Recuérdale que prepare su mochila y el material que necesite para su examen.
Haz una pequeña lista con ellos de lo que tiene que llevar, e ir tachando lo que ya haya incluido: calculadora, reglas, bolígrafos, lápices, o cualquier otro material escolar que sea necesario para la prueba escrita u oral.
Preparar la ropa que va a ponerse.
Es importante que no vaya con el estómago vacío, si por los nervios no le apetece comer, prepárale algo más ligero que le ayude a mantener su energía: hummus, algo de proteína como huevos cocidos, fruta.

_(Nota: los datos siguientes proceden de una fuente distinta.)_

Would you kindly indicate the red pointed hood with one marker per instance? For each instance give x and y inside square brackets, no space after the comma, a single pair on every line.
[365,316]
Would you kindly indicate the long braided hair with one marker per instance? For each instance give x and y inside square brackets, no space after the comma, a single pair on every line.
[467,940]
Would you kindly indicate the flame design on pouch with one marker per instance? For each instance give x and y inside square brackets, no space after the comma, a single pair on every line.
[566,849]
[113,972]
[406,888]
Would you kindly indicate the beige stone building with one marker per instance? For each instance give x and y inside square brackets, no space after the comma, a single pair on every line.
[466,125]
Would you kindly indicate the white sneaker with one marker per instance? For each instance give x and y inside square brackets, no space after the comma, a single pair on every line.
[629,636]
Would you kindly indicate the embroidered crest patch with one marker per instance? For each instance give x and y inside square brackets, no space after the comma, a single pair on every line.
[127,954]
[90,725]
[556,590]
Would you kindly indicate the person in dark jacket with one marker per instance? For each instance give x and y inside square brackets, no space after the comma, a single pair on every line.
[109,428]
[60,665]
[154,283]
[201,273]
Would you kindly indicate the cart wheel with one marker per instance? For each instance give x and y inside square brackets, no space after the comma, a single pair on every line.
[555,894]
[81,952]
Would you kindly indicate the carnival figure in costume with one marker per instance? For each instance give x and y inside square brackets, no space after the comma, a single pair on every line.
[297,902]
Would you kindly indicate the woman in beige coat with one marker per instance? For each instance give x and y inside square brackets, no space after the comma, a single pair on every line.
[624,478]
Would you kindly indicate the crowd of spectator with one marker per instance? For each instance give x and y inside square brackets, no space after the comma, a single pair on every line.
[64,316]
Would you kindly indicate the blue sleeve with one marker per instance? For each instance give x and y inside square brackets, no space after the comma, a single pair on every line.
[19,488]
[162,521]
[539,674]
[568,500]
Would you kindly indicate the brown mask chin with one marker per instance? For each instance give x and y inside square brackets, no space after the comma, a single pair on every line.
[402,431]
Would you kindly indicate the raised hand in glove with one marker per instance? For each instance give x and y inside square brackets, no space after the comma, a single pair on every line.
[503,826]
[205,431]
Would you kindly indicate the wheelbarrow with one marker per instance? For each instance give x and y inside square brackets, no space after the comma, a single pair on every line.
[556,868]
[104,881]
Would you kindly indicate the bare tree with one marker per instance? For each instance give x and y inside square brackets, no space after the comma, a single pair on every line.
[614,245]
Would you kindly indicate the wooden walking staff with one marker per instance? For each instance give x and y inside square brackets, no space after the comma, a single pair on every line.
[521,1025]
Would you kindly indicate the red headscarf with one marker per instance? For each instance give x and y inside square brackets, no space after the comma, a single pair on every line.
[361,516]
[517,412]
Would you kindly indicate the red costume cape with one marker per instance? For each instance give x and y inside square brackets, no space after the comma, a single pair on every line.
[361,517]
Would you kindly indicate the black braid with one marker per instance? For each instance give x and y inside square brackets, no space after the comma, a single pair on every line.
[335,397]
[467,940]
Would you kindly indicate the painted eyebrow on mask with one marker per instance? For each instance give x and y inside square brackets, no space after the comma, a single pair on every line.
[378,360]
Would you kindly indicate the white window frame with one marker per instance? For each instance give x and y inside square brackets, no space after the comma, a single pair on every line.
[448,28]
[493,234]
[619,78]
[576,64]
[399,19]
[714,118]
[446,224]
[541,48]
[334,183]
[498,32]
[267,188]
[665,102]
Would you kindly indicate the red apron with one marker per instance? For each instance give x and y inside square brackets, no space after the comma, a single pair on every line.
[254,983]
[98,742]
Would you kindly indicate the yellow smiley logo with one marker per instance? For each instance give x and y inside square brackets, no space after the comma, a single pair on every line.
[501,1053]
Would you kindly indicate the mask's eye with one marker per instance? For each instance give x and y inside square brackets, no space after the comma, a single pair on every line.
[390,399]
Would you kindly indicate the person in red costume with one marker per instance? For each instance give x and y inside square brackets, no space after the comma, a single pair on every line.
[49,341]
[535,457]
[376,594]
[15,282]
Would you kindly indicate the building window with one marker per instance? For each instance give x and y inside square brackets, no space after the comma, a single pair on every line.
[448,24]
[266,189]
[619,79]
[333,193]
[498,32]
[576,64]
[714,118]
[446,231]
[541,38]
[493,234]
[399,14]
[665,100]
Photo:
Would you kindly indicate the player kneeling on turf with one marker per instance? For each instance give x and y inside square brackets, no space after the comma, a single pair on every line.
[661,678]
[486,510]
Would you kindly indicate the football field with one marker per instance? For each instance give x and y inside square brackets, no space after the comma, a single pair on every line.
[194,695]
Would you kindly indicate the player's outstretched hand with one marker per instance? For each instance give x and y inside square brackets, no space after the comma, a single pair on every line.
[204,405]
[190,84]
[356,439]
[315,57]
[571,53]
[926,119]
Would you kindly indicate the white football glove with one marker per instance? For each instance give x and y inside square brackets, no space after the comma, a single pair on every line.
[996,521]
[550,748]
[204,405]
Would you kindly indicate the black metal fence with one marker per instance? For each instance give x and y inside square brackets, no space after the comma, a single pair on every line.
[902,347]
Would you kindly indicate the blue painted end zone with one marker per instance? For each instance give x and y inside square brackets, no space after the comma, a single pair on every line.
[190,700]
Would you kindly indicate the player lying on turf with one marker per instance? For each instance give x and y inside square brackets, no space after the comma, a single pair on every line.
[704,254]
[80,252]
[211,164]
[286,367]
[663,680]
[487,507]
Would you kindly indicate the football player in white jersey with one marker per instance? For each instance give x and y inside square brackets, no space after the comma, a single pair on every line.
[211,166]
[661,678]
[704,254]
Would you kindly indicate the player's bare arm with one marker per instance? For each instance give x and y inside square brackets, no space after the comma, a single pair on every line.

Ayúdales a desconectar antes de dormir.
Si quieren seguir repasando, recomiendales que lo hagan de forma más ligera con otro tipo de ejercicios y técnicas como tarjetas de memoria, o mediante esquemas que hayan preparado durante el estudio.
Practicar el examen completo puede crearles incluso mayor ansiedad en lugar de tranquilizarlos.
Animarlos a que hagan alguna actividad diferente y relajante que les guste: ver su serie favorita o un baño relajante, también les ayudará a frenar la ansiedad pre-examen.
Transmíteles relax y tranquilidad.
Intenta relajarte y estar tranquilo.
No acostarse tarde y evitar las pantallas.
Puedes aconsejar a tus hijos que dejen las pantallas 1 o 2 horas antes de irse a dormir, para descansar la vista y tener una mejor salud del sueño.
Estar presente acompañando a tu hijo, le ayudará a estar calmado.
Recuerda que no se trata de revisar y perseguir todo lo que está haciendo y enfadarte sino hace lo que le aconsejas.
Se trata de acompañarlo, y darle pequeños consejos que le ayuden.